Background
There is an impression in the US Army that who you’ve worked for has as much of an impact on career advancement as how well you performed in your jobs. Could having a good evaluation from a well-know 4-star general carrying more sway than an outstanding evaluation from a relatively unknown Senior Career Civilian?
The Army conducts annual promotion boards to select officers who will be promoted to the next rank. Each board is made of a specific group of officers who outrank those being considered. *
Board members must primarily distinguish who should be selected for promotion by reading a collection of each officer’s written evaluations, appropriately called the Officer Evaluation Reports (OER). The OER consists of 2 main sections with a narrative of performance and potential that a board member uses to judge the officer: the rater section (the officer’s boss) and the senior rater section (the boss’ boss). Typically, an OER is completed annually and when an officer is being considered for promotion to the next rank, he/she has 4-6 OERs in their file while in their current rank.
Question?
How much does who you work for (a General Officer) impact an Army officer’s promotion potential?
Network Analysis
SNA can visually depict the relationship between eligible officers and general officers. Not only looking at the eligible officers and the number of connections to general officers, but looking at the network of each general to see how many connected eligible officers were selected for promotion. Other attributes to include and incorporate:
1.
Overall file strength (based on OERs)
2.
Total number of months deployed
3.
Rank of the General (1 to 4 stars)
What is the network, and what will be the most important network measures?
The network is the connection of eligible officers to general officers (two-way connections). The network would not include connections between eligible officers or connections between general officers.
Important measures:
-
number of degrees of an eligible officer to the
General Officer population
-
Does the rank of the connected general officer
have an impact (a 4-star vs. a 1-star)?
- Use Egonets of the generals.
-
Several centrality measures for further exploration:
look what other attributes seem to impact promotion selection? Is strength of file more important? Are deployments more important?
What data do you need?
It would be hard (would take time) to get because it would require approval by the Army’s Human Resource Command. Once approval was given, all data can be gotten from personnel records (OERs for who were previous raters and senior raters; OERs for strength of file; other records for number of months deployed).

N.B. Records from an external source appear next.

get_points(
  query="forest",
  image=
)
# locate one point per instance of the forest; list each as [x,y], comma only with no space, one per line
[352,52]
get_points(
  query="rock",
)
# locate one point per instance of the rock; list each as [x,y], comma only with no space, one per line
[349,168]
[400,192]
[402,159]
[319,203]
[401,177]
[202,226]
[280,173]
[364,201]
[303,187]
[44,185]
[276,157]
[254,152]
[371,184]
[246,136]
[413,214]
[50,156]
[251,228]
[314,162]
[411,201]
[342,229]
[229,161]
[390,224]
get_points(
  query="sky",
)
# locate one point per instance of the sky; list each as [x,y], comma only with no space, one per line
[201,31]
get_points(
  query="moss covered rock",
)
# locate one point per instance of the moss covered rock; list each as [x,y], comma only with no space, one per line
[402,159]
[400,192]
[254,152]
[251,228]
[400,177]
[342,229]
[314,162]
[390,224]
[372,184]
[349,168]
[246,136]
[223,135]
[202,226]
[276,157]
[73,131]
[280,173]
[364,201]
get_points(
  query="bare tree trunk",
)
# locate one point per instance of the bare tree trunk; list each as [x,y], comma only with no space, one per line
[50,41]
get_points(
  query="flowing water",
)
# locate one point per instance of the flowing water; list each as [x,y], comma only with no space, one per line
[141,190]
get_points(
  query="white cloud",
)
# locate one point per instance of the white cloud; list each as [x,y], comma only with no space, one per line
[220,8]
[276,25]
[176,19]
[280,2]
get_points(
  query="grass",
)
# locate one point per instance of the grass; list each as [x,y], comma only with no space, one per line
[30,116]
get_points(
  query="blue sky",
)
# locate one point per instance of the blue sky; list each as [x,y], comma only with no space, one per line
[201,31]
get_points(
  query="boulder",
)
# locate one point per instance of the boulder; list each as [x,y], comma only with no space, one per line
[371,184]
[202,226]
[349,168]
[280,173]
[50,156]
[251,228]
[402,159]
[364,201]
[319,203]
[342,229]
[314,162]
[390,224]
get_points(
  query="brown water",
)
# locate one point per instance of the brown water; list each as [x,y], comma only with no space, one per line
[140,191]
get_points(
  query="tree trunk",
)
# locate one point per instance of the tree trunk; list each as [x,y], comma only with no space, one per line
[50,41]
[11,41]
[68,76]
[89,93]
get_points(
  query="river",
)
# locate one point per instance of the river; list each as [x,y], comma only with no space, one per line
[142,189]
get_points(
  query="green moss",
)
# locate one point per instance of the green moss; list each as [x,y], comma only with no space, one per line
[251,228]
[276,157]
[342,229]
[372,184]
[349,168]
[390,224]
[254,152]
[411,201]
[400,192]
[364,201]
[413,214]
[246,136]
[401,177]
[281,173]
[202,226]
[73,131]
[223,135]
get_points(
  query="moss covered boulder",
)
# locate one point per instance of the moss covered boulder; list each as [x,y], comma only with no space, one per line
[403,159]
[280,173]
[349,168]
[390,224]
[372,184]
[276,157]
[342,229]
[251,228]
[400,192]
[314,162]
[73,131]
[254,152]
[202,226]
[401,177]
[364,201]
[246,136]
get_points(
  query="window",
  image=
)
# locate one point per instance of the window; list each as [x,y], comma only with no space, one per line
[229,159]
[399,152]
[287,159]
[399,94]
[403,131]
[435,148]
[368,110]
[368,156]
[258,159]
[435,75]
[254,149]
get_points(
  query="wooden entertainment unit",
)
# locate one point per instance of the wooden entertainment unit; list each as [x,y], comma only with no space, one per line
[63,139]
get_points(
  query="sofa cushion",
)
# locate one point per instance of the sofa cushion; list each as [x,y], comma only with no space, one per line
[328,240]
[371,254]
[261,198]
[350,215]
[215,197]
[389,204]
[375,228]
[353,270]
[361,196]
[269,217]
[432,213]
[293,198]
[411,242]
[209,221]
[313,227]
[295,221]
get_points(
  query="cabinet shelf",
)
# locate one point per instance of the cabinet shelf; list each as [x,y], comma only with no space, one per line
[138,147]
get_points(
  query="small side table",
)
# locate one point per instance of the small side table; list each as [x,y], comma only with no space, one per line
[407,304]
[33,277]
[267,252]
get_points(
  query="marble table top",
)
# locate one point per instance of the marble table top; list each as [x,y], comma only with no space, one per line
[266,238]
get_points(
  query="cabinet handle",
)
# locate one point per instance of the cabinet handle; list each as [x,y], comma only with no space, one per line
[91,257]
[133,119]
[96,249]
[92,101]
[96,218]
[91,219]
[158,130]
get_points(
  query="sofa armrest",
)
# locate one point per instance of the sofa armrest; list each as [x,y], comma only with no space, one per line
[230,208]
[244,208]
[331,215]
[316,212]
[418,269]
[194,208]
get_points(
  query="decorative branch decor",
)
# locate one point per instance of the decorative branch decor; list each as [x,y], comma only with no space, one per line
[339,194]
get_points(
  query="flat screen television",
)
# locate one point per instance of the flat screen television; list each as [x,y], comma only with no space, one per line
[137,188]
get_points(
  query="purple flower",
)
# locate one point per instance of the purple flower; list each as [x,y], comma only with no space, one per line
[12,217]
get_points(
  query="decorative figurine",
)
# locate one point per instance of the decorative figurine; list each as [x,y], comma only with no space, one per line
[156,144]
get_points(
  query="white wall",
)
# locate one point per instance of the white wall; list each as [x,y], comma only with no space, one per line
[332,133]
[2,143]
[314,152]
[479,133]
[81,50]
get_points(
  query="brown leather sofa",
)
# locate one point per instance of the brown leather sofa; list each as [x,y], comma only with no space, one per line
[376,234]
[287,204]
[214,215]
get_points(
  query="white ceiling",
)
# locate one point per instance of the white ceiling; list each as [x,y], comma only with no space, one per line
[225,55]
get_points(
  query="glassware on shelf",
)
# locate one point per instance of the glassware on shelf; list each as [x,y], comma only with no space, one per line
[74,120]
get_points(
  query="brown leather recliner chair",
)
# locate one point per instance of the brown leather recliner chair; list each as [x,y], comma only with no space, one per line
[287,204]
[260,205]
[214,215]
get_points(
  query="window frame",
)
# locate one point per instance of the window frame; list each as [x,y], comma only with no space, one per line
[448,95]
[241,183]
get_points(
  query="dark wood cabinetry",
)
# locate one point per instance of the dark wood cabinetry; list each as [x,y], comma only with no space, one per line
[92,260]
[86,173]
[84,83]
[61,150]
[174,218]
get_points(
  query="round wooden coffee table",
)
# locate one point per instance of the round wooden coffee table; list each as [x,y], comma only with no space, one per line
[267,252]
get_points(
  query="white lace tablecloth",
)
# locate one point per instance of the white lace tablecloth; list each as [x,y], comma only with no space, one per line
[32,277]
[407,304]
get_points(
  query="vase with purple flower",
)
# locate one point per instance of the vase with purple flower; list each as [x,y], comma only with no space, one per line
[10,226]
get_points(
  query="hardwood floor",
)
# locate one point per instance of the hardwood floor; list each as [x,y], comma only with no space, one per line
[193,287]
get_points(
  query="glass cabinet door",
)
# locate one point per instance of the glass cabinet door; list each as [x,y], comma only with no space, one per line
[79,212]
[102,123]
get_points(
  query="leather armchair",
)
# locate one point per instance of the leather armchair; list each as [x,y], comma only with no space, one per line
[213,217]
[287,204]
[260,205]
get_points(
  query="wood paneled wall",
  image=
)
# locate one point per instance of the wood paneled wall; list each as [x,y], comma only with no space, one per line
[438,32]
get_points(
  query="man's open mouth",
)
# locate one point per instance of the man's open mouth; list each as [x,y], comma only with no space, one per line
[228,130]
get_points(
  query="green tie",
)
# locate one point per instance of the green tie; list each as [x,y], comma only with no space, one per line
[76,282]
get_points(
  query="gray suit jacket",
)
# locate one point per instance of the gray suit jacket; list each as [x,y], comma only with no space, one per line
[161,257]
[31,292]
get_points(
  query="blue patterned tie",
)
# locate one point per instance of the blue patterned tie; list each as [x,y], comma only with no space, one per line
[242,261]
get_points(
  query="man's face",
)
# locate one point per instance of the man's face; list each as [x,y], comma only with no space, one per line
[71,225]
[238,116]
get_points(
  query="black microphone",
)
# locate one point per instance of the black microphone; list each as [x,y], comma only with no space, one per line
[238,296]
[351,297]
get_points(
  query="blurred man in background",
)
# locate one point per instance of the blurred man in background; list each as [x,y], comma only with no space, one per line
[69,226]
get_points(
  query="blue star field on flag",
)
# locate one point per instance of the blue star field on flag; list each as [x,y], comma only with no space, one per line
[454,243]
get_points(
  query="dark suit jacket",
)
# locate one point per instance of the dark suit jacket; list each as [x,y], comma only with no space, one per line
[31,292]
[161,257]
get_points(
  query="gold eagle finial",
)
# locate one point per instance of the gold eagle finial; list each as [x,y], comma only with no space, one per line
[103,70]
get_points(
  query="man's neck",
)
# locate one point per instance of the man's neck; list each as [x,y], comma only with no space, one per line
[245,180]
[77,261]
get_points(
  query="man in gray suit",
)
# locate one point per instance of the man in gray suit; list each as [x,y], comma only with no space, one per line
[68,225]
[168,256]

All data would involve manually inputting the connections and attributes.
For simplicity, I would look at a sample of the officer population: a specific branches’ promotion to a specific rank at a specific time (i.e. all Armor Officers eligible for Lieutenant Colonel (LTC) in Fiscal Year 19).
What will the SNA help you do?
This research could support or rebuff the question posed above. The results would impact how officers are assigned. The Army has a centralized assignment process and takes several factors into consideration for follow-on jobs, but the input of the individual is often one of the top. Results from this network analysis would influence how officers order their preferences for subsequent jobs in order to be competitive for future promotions.
*Note: Prior to 2010, when the board results were published, the Army also published who were the board members. Unfortunately, the Army no longer does that -- it would be fascinating to see how connections of the eligible population to individual board member (previously worked for) impacted promotion rates.
Previous Research
Bonnie A. Nardi, Steve Whittaker, Heinrich Schwarz. “It's not what you know it's who you know”
https://journals.uic.edu/ojs/index.php/fm/article/view/741/650
Antonio-Rafael Ramos-Rodríguez, José-Aurelio Medina-Garrido, José-Daniel Lorenzo-Gómez, José Ruiz-Navarro. “What you know or who you know? The role of intellectual and social capital in opportunity recognition.”
https://doi.org/10.1177/0266242610369753
Snell, Scott A. “ Social capital and strategic HRM: It's who you know”
HR. Human Resource Planning; New York Vol. 22, Iss. 1, (1999): 62-65.
1 comment:
Interesting research question. I would love to see it published, but somehow, I doubt that the Pentagon wold be in favor of that much sunlight into the process! Attribute are well chosen, but I'm sure you could incorporate more for some deeper insights. Would have liked some more discussion of different specific network measures and how they might influence your study. You would also need to start with a manageable subset to test hypotheses. All-in-all, this is a really interesting potential project.